Authors: David Hewson
Tags: #General, #Suspense, #Mystery & Detective, #Fiction
The old man was eyeing him with open, mute aggression.
“What’s the big deal anyway?” he demanded. “All the papers are saying what happened. A man knocks off his wife. Doesn’t happen much around here. Unless you know otherwise.”
“We’re from Rome,” Peroni said pleasantly, then turned the key in the lock and pushed open the door to keep an eye on the Arcangeli brothers, who were still in deep discussion on the quay. “We’ve got shit for brains, my partner and me, in case you hadn’t noticed. Do you know something? We don’t have a damn clue about what happens around here. I don’t even know why Uriel would
want
to kill his wife. Do you?”
The two workmen shuffled awkwardly on their feet. Both said nothing.
“You’re local,” Costa added, accusingly. “Two people, your own people, are dead. Aren’t you even interested?”
“He wasn’t one of ours,” the elder grumbled. “No one ever said that. People here mind their business. You should try it.”
“Does that make him less of a man?” Costa asked.
“You didn’t know him. You don’t know any of them. You wouldn’t understand.”
“But Bella was one of yours. The Braccis have been here for years.”
The son spat on the dry, dusty ground and said, simply, “Braccis.”
Peroni gave Costa the look. It was clear they weren’t liked either.

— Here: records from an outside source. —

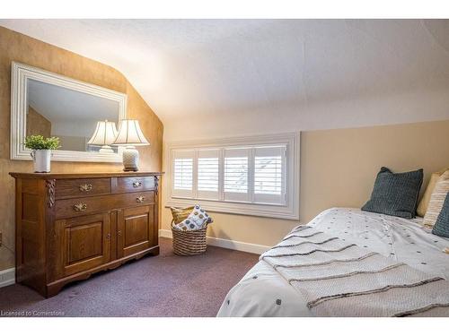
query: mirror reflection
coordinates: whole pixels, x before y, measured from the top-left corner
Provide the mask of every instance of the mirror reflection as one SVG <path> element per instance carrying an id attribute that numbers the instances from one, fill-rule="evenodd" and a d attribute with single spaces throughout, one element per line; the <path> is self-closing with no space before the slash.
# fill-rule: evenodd
<path id="1" fill-rule="evenodd" d="M 26 135 L 57 136 L 61 151 L 117 152 L 119 113 L 118 101 L 27 80 Z"/>

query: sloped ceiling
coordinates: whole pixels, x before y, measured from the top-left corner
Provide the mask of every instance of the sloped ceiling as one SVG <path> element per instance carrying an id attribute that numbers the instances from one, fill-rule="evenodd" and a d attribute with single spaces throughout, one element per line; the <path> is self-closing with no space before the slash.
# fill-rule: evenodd
<path id="1" fill-rule="evenodd" d="M 122 72 L 163 122 L 449 88 L 445 20 L 0 20 Z M 331 113 L 331 112 L 330 112 Z"/>

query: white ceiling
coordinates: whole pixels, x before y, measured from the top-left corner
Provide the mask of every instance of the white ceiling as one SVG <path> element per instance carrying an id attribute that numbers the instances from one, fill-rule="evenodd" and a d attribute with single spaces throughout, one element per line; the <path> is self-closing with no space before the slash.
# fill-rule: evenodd
<path id="1" fill-rule="evenodd" d="M 449 87 L 449 21 L 0 20 L 111 65 L 163 122 Z"/>

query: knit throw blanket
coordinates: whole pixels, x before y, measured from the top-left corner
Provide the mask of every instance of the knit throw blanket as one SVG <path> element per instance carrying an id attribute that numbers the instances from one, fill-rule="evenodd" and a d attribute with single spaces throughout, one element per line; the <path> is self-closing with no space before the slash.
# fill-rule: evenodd
<path id="1" fill-rule="evenodd" d="M 449 316 L 449 281 L 309 226 L 295 228 L 260 259 L 316 316 Z"/>

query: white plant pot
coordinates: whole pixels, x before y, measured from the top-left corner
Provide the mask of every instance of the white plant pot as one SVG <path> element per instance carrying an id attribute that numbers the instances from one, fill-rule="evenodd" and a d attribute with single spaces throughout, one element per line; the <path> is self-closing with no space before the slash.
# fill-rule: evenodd
<path id="1" fill-rule="evenodd" d="M 35 173 L 50 172 L 51 150 L 37 150 L 31 151 Z"/>

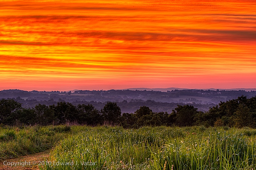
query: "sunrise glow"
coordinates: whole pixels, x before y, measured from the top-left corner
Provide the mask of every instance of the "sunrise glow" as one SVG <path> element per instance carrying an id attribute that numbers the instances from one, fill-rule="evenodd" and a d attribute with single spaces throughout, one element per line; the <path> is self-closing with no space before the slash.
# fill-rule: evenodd
<path id="1" fill-rule="evenodd" d="M 0 90 L 256 88 L 253 1 L 0 0 Z"/>

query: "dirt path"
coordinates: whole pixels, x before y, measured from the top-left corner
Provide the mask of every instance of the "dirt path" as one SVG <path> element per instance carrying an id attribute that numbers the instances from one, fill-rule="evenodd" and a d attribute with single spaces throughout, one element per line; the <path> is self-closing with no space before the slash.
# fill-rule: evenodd
<path id="1" fill-rule="evenodd" d="M 38 170 L 38 165 L 40 161 L 44 161 L 45 159 L 49 156 L 50 151 L 48 150 L 17 158 L 1 160 L 0 161 L 0 170 Z"/>

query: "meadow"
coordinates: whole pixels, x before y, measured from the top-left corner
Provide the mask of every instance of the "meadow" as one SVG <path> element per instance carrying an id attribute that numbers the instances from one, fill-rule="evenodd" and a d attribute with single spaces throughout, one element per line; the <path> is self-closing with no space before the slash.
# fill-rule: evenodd
<path id="1" fill-rule="evenodd" d="M 52 148 L 41 170 L 255 169 L 256 129 L 204 126 L 2 127 L 2 159 Z"/>

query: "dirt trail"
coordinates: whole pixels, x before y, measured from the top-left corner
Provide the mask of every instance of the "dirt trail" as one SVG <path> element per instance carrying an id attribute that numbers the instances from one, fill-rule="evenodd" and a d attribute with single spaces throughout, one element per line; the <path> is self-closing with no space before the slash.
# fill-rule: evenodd
<path id="1" fill-rule="evenodd" d="M 39 170 L 38 165 L 40 161 L 44 161 L 49 157 L 50 151 L 50 150 L 48 150 L 17 158 L 1 160 L 0 170 Z M 16 166 L 14 165 L 11 166 L 12 163 L 16 164 Z"/>

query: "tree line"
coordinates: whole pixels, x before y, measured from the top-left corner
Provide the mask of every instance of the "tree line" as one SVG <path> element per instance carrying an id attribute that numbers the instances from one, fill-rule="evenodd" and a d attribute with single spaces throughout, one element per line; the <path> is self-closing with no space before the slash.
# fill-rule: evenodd
<path id="1" fill-rule="evenodd" d="M 109 124 L 125 128 L 142 126 L 203 125 L 256 128 L 256 96 L 220 102 L 208 111 L 198 111 L 193 106 L 178 105 L 172 113 L 156 112 L 143 106 L 134 113 L 121 114 L 116 103 L 108 102 L 99 110 L 91 104 L 73 105 L 59 102 L 47 106 L 38 104 L 24 108 L 12 99 L 0 100 L 0 124 L 13 125 L 61 124 L 69 122 L 90 125 Z"/>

And Nic Costa knew there was no point in trying to find out why. Talking to these two was as futile as throwing questions at the Arcangeli.
The men were looking behind him.
“Now
she
,” the younger one said, a note of respect in his voice, “is different.”
Costa turned. He saw Raffaella Arcangelo striding towards her brothers, heading across the narrow wharf at a determined pace, anger in her eyes. Falcone followed behind.
“Michele!” the woman yelled. “
Michele
!”
It was one of those public events you couldn’t not watch. The carpenters were all eyes, taking in everything.
“You should check those doors are done. They look a little flimsy to me,” Costa ordered them.
“Stick to police work, sonny,” the old man bit back. “We’re taking a break.”
Then the pair ambled over towards the group by the water, just close enough to hear every word of the furious family confrontation developing under the burning sun. A noisy one, too, not without interest, though best played out, Costa judged, indoors.
He went up to Falcone and whispered in the inspector’s ear. “Sir… This shouldn’t be happening. Not here. It’s too public.”
“Let’s see,” Falcone murmured.
Costa nodded towards the pair of eavesdropping carpenters. “We’ve company…”
“Forget about the company.”
Costa glanced at Peroni and knew his partner was thinking the same thing. This was the old Falcone routine, the one they hadn’t seen since they left Rome. The trick the inspector used from time to time, of letting a situation come to a head, letting the emotions run out, then seeing where they led. Sometimes Costa couldn’t help wondering if it wasn’t like letting a couple of cars crash just to see who was the worst driver.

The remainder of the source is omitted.